Question: Is there an area here in the United States in which we have not been as aggressive as we should in promoting property rights and free markets?

Answer: Yes, in the field of medical care. We have a socialist-communist system of distributing medical care. Instead of letting people hire their own physicians and pay them, no one pays his or her own medical bills. Instead, there's a third party payment system. It is a communist system and it has a communist result. Despite this, we've had numerous miracles in medicine. From the discovery of penicillin, to new surgical techniques, to MRIs and CAT scans, the last 30 or 40 years have been a period of of miraculous change in medical science.

On the other hand, no one is happy: physicians don't like it; patients don't like it. Why? Because none of them are responsible for themselves. You no longer have a situation in which a patient chooses a physician, receives a service, gets charged, and pays for it. There is no direct relation between the patient and the physician. The physician is an employee of an insurance company or an employee of the government. Today a third party pays the bills. As a result no one who visits the doctor asks what the charge is going to be - somebody else is going to take care of that. The end result is third party payment and, worst of all, third party treatment.

Question: Following the recent expansion in prescription drug benefits and Medicare, what hope is there for a return to the free market in medical care?

Answer: It does seem that markets are on the defensive, but there is hope. The expansion of drug benefits was accompanied by the introduction of health savings accounts - HSAs. That's the one hopeful sign in the medical area, because it's a step in the direction of making people responsible for themselves and for their care.

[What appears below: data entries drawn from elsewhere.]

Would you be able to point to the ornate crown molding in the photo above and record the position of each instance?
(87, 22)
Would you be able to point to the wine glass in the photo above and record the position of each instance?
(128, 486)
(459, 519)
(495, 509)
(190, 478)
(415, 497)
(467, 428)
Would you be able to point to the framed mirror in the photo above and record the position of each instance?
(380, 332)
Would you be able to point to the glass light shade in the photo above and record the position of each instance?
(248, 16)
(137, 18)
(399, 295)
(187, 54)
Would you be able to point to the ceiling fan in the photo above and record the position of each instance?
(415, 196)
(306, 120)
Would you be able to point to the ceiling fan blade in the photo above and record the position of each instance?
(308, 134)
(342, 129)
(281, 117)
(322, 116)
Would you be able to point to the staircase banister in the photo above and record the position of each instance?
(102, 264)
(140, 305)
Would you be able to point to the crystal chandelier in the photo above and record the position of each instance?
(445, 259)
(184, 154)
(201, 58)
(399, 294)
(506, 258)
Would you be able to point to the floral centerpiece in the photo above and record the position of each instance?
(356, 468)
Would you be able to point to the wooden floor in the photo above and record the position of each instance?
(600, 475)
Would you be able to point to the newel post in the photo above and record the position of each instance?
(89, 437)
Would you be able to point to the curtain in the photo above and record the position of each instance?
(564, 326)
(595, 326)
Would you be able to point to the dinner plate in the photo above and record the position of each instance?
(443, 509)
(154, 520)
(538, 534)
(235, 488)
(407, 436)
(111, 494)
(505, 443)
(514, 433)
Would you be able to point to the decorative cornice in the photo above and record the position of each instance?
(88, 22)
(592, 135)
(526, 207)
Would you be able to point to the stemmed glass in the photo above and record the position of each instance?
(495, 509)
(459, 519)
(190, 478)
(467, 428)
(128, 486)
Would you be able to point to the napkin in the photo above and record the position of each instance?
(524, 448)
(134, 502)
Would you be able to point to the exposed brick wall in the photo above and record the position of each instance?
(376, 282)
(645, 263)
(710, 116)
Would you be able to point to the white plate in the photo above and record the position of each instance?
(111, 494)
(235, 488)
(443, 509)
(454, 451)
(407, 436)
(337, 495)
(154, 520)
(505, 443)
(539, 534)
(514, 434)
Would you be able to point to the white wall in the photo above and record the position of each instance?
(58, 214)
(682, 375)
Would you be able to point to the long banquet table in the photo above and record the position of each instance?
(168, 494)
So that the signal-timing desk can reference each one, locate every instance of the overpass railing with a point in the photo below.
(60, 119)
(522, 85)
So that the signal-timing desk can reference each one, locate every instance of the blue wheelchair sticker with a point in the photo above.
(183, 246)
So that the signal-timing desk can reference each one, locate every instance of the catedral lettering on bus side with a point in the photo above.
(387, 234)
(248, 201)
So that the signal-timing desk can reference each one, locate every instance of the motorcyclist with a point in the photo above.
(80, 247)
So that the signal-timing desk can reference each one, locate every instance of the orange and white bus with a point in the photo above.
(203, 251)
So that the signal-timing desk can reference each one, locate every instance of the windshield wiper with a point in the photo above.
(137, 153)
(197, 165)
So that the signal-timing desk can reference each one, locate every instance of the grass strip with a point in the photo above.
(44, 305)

No one spends somebody else's money as carefully as he spends his own." *


HealthVault is a step in the direction of 'making people responsible for themselves.' I hope we can absorb this thinking, rather than trot down the gloomy path of 'socialized' medicine.


Update: 10/5/07

More here on HealthVault:

Microsoft: We’re good for your health by ZDNet's Mary Jo Foley -- Microsoft has been signaling its intentions to enter the health-records-management space for more than a year. On October 4, the company finally provided an official game plan of what it's readying on the health care software and services front.

Here is The Economist's take on the announcement.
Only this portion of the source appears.